Parliament suspended following Opposition petition; Bipartisan Constitutional Review Committee planned

Vanuatu Parliament House, Port Vila

A new direction under the red roof, or the business-as-usual of political instability? Photo: PhillipC/Flickr

Following the President’s speech yesterday, the Speaker announced that a court order was obtained to the effect that the First Ordinary sitting had to be suspended. This is because the Opposition through a Constitutional petition had argued that the Ordinary sitting could not take place whilst the Special sitting was still adjourned. Judge Oliver Saksak agreed with this position. Government and Speaker have lodged an appeal against the ruling, but the Ordinary sitting is suspended until Friday when the Special Sitting is completed, or before that if the Court of Appeals comes to a decision.

A Bipartisan Constitutional Review Committee will be appointed, the Prime Minister re-confirmed in midday news on Radio Vanuatu today, national broadcasts now restored. However, there was no news from the courts on the Government’s appeal against Judge Saksak’s ruling about the Ordinary Sitting of Parliament. Political instability, as mentioned by the President in his address at the opening of Parliament, was the main item in the Radio Vanuatu bulletin at noon. The Coffee and Controversy programme on 96 Buzz FM paid tribute to both sides of the House over the manner in which they are handling the matter of changes to the Constitution and trying to do it constitutionally.

The Board and Management of VBTC apologises for service interruptions from last Thursday until today. An outstanding bill of Unelco was responsible, Daily Post reports. An offer for payment is accepted by the Board, although the Chairman took exception to the timing of the cut. The Chairman explained in Radio Vanuatu News that a stand-by generator had been used by the national broadcaster after demands that outstanding bills be paid, and then the emergency equipment failed to work. Chairman Jerety blamed the previous Board and Government for the outstanding accounts to Unelco without mention of any existing arrangement for settlement. Jerety then signed a new agreement with the company, he said, although no details were given. This did, however, enable broadcasts to continue.

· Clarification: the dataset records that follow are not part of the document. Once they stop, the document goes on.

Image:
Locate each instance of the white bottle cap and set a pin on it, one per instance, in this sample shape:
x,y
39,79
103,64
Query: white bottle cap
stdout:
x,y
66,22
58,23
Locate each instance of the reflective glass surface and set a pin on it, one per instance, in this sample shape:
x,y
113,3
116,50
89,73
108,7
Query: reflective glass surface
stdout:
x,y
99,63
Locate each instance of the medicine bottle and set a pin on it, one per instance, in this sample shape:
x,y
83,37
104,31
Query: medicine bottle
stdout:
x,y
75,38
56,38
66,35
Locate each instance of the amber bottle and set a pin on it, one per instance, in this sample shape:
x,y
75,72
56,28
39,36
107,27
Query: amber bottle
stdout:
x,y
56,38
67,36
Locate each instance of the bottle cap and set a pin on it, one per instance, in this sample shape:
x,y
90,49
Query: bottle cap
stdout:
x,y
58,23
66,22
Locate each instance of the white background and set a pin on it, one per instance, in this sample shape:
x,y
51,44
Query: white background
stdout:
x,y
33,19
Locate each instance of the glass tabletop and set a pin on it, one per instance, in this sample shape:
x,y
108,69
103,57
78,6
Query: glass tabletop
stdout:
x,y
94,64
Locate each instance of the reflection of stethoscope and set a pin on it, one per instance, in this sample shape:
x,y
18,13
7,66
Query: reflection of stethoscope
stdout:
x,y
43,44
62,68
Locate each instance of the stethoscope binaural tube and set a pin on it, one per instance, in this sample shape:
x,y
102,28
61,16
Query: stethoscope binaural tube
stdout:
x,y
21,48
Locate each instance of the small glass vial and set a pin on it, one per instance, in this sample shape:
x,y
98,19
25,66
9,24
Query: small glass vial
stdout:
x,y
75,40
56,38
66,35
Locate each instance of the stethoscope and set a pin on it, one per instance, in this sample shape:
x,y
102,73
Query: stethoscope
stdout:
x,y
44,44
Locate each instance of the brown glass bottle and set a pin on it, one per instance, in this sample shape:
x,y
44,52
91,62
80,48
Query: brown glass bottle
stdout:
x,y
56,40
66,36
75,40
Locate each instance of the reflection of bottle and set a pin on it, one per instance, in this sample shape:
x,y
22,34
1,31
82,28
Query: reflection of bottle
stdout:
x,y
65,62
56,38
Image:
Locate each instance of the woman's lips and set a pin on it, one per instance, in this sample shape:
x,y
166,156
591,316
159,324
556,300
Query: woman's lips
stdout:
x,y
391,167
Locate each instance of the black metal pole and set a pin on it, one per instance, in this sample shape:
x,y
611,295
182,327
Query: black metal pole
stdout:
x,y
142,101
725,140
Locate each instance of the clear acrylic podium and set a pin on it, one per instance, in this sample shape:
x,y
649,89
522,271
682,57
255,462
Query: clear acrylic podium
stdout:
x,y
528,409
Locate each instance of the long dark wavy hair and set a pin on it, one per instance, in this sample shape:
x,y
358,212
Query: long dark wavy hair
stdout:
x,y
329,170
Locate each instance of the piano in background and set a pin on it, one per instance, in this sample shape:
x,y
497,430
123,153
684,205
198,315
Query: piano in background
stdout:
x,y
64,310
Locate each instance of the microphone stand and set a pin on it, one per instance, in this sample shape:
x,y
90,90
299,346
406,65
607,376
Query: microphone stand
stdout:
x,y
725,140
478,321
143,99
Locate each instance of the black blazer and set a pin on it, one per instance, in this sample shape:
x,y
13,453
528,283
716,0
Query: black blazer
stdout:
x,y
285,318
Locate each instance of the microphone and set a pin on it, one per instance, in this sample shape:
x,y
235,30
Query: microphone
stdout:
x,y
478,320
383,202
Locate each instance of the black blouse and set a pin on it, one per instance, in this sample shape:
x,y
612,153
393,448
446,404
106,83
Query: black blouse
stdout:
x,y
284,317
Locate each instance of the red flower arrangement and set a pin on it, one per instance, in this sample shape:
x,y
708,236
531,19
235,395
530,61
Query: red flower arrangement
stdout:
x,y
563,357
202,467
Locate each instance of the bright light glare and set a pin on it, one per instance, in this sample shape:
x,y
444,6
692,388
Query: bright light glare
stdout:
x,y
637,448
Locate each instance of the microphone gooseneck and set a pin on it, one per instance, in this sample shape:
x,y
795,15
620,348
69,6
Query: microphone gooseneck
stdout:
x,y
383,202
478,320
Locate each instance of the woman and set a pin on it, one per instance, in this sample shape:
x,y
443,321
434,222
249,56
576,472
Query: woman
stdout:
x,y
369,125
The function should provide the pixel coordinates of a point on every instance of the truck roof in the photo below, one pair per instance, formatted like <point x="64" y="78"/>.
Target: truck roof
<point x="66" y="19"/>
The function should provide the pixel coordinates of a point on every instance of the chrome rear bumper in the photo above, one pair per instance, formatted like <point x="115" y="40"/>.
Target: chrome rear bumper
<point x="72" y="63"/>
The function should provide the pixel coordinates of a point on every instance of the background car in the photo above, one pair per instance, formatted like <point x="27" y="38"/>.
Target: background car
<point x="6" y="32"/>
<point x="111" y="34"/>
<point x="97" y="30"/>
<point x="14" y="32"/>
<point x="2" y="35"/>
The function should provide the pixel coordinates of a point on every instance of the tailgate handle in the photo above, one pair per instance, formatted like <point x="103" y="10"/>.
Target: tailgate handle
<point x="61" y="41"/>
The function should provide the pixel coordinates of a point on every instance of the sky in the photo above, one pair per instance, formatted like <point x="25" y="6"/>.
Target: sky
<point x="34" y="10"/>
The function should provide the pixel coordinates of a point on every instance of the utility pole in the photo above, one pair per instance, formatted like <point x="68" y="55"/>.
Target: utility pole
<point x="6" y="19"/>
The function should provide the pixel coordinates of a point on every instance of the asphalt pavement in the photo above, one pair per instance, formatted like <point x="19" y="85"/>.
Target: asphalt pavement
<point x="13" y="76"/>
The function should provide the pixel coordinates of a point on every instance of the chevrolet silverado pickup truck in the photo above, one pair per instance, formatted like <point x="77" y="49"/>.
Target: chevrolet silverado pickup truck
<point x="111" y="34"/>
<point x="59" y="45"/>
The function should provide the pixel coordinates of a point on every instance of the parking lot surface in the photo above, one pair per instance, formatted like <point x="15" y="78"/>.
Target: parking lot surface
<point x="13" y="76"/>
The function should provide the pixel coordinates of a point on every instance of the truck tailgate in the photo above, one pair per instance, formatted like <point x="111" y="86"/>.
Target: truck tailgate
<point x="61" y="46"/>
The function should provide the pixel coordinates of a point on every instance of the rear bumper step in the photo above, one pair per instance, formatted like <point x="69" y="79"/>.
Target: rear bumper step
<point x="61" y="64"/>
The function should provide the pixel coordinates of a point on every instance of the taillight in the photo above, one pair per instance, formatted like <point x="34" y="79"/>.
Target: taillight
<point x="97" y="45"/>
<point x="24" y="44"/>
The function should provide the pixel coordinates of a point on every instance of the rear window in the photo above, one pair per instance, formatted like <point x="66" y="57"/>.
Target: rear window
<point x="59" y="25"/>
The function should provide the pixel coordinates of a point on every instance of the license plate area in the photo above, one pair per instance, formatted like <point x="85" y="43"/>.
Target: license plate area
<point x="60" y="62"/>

The new Efate Rural MP Gillion William was sworn in yesterday in Parliament before the court order relating to the legality of the sitting was made.

The country has a new Chief Information Officer, already working in the Office of the Government CIO (OGCIO). He is Gerard Metsan with 20 years experience in Vanuatu Telecoms and ICT. He has worked with OGCIO previously. OGCIO oversees information and communications technology policy and the Government’s IT operations.